«Nadie tiene mayor amor que este, que uno ponga su vida por sus amigos»
(Juan 15:13).
Para apreciar en realidad la profundidad con la que Jesús nos ama, necesitamos comprender cuánto Él sacrificó —no sólo cuando murió en la Cruz, sino cada día que vivió en este mundo pecaminoso—. Debemos meditar en el hecho de que Él dejó la indescriptible gloria de los cielos donde había vivido por siempre. Un lugar donde sólo existe gozo, paz, armonía y amor; y vino a habitar a un lugar, que comparado con Su hogar era un basurero, un lugar lleno de odio, robos, asesinatos y toda clase de violencia imaginable.
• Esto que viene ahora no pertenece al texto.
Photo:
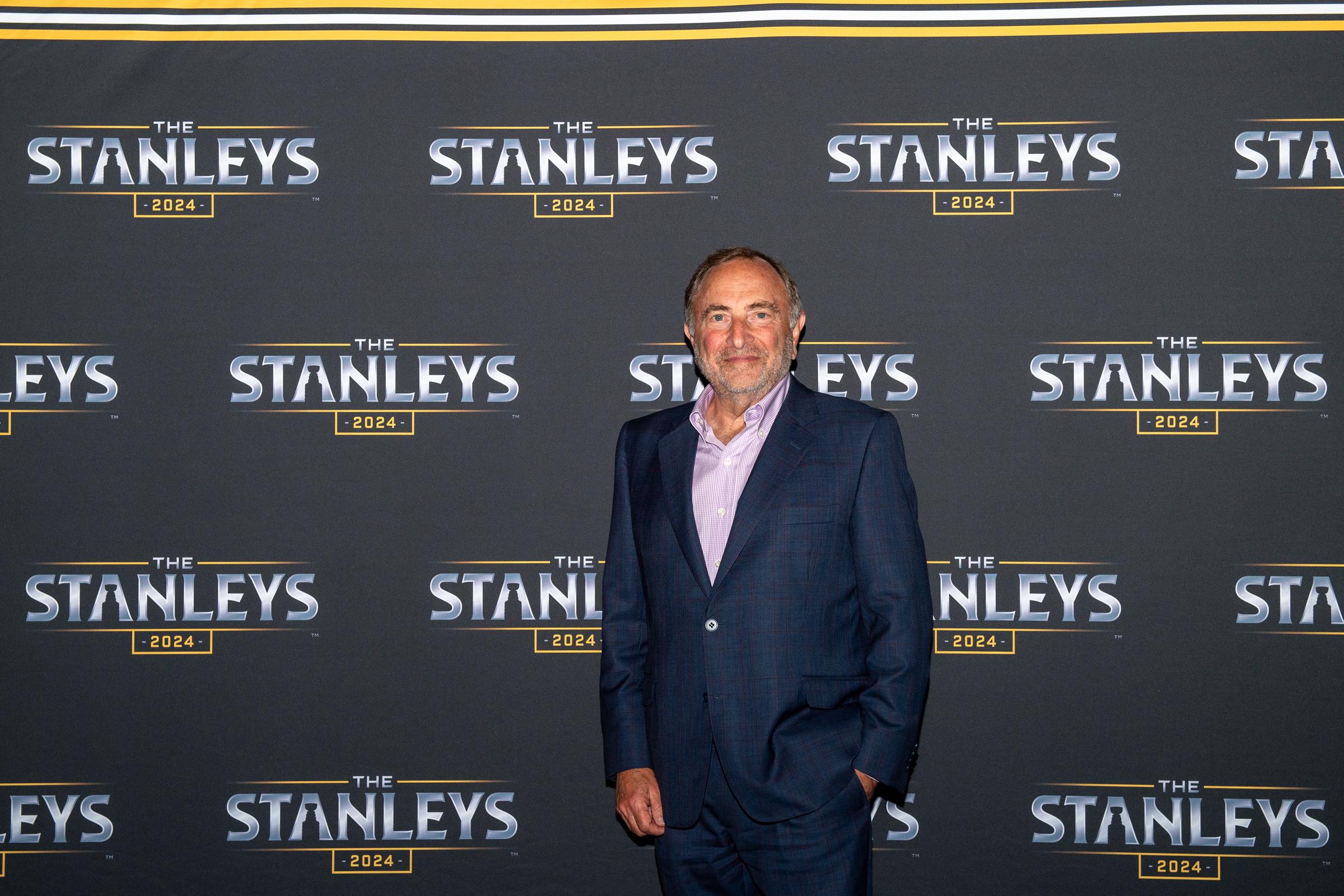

Él renunció a los privilegios de Su divinidad. Y abandonó Su forma celestial, la cual le permitía ser Omnipresente, Omnisciente y Omnipotente. En la biblia se nos enseña que Él se despojó de esos privilegios, (Filipenses 2:7) y se limitó a vivir en un cuerpo de carne y sangre. Siendo Dios, se hizo hombre. No un superhombre, sino un verdadero ser humano que sintió hambre y se cansó como cualquier otro. Renunció a Su divino conocimiento, y tomó la mente de un hombre que debía crecer en la PALABRA, al igual que usted y yo. Él tuvo que averiguar quién era por medio de la oración, y el estudio de las Escrituras, Isaías y Salmos. Él permaneció firme en esas palabras cuando las dudas lo atacaron, cuando llegaron las tentaciones, y el diablo le dijo: «…Si eres el Hijo de Dios…» (Lucas 4:3).
Jesús tuvo que permanecer firme en la PALABRA de Dios por fe, después de Su crucifixión; cuando se encontró en las puertas del infierno pagando todo el precio por nuestros pecados. También tuvo que creer que Dios podía sacarlo de ese lugar, y resucitarlo; aunque esto nunca antes se había realizado. ¡Nunca nadie había salido del infierno! ¿Y si algo salía mal? Desde el punto de vista de la historia de la humanidad, Jesús estaba tomando un riesgo que ningún otro hombre había tomado jamás.
¿Qué lo motivó a tomar ese riesgo tan grande?
El amor, sólo el amor.
El amor hizo que Jesús se convirtiera en el Hijo del Hombre —no sólo por 33 años, ¡sino para siempre!—. Incluso después de Su resurrección de entre los muertos, no volvió a Su forma anterior, siguió con Su forma humana, con un cuerpo glorificado, que era tanto Dios como hombre —pero era más hombre después de todo—. Ahora, Él vive para interceder por nosotros (Hebreos 7:25). Aún tiene los agujeros en Sus manos y en Sus pies. Todavía tiene el agujero en Su costado y las cicatrices en Su cabeza. Aún lleva en Su cuerpo glorificado las marcas de Su eterno sacrificio. Las lleva como evidencia innegable de Su amor por nosotros… el más grande que haya conocido.